Gameday means ‘go time’ for the C Spire network

Written by Jim Beaugez | Nov 30, 2021 4:59:31 PM

Nothing swells a southern college town’s pride and population like a home football game in the fall. But riding shotgun with those tens of thousands of fans is a bevy of mobile devices that all need to connect to a wireless network.

Maybe you’ve never stopped to wonder how it all just seems to … happen. What seems like magic is the result of ongoing studies of wireless consumer habits and continually optimizing cell sites to follow—and even anticipate—consumer demand.

When fans arrive at Vaught-Hemingway Stadium at Ole Miss in Oxford, a massive, ultra-high capacity cell site covers them in the Grove, the Circle and wherever they park their coolers. Forty-eight small-cell sites handle the spillover coverage at Mississippi State’s Davis-Wade Stadium in Starkville, and another 13 distributed around the Junction serve tailgaters.
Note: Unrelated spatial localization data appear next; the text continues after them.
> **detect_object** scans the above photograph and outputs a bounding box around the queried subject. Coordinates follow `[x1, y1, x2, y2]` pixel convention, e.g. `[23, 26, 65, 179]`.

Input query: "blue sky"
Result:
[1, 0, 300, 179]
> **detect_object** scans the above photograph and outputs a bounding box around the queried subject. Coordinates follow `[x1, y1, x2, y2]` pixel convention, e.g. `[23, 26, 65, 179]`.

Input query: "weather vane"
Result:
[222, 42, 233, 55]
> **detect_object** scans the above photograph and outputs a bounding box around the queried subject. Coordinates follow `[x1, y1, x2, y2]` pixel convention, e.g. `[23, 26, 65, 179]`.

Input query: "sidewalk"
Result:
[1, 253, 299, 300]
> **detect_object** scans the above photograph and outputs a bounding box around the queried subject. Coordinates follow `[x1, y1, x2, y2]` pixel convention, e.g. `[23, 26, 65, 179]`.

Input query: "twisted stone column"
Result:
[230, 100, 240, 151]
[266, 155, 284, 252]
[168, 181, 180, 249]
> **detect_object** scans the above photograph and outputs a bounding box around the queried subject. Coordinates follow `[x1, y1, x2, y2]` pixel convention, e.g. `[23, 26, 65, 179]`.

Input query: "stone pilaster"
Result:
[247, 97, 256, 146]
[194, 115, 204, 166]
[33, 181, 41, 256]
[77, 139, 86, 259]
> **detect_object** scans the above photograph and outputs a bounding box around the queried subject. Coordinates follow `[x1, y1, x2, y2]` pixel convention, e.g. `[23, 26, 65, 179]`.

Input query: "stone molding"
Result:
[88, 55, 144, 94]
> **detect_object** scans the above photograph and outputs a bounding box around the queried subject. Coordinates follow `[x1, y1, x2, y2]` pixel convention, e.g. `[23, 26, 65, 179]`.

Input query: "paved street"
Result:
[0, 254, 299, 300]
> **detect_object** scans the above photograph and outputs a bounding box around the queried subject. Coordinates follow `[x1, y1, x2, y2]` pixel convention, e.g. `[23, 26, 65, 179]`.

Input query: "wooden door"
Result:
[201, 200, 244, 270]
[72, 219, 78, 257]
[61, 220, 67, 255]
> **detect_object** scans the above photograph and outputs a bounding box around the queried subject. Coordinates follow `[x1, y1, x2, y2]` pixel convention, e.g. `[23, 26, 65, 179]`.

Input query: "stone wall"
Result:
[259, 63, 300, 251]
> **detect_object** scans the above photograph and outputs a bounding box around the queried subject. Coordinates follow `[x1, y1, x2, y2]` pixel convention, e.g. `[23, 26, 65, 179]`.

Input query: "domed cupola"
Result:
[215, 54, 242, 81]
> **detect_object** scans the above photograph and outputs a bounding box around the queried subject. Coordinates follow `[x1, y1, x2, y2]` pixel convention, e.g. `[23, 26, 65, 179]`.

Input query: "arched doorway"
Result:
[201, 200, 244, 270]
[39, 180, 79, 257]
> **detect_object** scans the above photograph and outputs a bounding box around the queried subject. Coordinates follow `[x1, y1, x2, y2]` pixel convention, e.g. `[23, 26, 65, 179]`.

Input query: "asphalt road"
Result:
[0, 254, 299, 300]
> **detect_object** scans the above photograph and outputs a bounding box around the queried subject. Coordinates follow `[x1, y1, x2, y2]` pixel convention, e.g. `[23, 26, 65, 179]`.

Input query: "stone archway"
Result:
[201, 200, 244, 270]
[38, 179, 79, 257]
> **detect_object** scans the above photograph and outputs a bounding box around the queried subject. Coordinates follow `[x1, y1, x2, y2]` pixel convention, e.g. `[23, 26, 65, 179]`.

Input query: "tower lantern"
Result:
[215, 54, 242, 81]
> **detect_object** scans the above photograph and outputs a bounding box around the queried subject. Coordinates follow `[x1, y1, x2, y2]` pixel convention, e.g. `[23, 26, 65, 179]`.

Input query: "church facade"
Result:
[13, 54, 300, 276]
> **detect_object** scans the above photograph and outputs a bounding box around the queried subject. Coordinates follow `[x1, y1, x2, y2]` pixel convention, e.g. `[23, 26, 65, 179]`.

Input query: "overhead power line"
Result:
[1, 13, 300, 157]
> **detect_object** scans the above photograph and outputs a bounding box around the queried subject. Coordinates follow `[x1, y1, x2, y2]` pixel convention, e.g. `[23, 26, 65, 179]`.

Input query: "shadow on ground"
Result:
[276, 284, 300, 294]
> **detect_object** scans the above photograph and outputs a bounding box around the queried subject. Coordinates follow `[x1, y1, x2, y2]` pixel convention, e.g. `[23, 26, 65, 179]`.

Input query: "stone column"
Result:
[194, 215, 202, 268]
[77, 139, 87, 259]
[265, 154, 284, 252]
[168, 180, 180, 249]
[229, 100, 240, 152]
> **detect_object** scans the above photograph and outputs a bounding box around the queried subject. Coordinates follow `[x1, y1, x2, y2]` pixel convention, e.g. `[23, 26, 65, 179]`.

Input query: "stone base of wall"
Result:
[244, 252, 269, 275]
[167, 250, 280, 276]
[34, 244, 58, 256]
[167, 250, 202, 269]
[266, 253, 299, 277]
In Hattiesburg, a high-capacity, on-campus cell site blankets M.M. Roberts Stadium at Southern Miss, better known as “The Rock.”

While these installations will post your videos and pics to Instagram in a flash, they’re also part of a battery of temporary and permanent cell solutions that make C Spire a transparent and reliable part of the gameday experience.

On October 30, when Mississippi Valley State University hosted the Deion Sanders-coached rival Jackson State University, C Spire anticipated a need for additional cell capacity and delivered a COLT before the GOAT, Mr. Prime Time himself, came to town. Also known as a Cell On Light Truck, crews parked the vehicle on campus prior to the game, where it will remain through the football season to process spillover from the main cell site just a few miles away.

“It took on some major traffic,” says Mitchell Jordan, director of RF Engineering and Design at C Spire. “College football games are about 3.5 hours long with only about 12 minutes of actual between-the-whistle playing time. That results in a lot of screen time where attendees are checking scores, watching other games and scrolling on social media.”

In Starkville, the annual Bulldog Bash festival brings an average of 35,000 revelers to the downtown district for concerts, a market and more. The 2021 edition, held November 5, featured a “battle of the bands” competition and a headlining set from country artist Hardy that packed University Drive for several blocks.

While a main cell site is located within the immediate area, C Spire brought a COW (Cell On Wheels) on a pull-behind trailer, the same type used when towers are damaged in hurricanes and tornadoes, to make sure calls, texts and posts went through without a hitch. Whereas the COLT has an antenna that can raise 60-70 feet in height, the COW’s antenna can reach 100 feet, which is the lower range of a permanent tower.

Jordan says the company’s local crews are able to anticipate periods of increased wireless usage and respond with purpose-built COLTs and COWs based on the individual need and what spectrum assets are already in the market.

“Any time you have large concentrations of people in an area, such as a major sporting or music event, wireless usage for that space spikes,” Jordan says. “As we calculate the wireless need, our engineers determine how high the antennas need to go and what solution works best to serve those areas. Since permanent towers cover broad areas, we can come into a market and add temporary capacity without anyone knowing the difference—and that is the goal.”

Over the next three years, C Spire is investing more than a billion dollars into strengthening and expanding its wireless network. In 2021 alone, that meant adding 250-plus new 5G cell sites with self-healing artificial intelligence (AI) built into the C Spire network.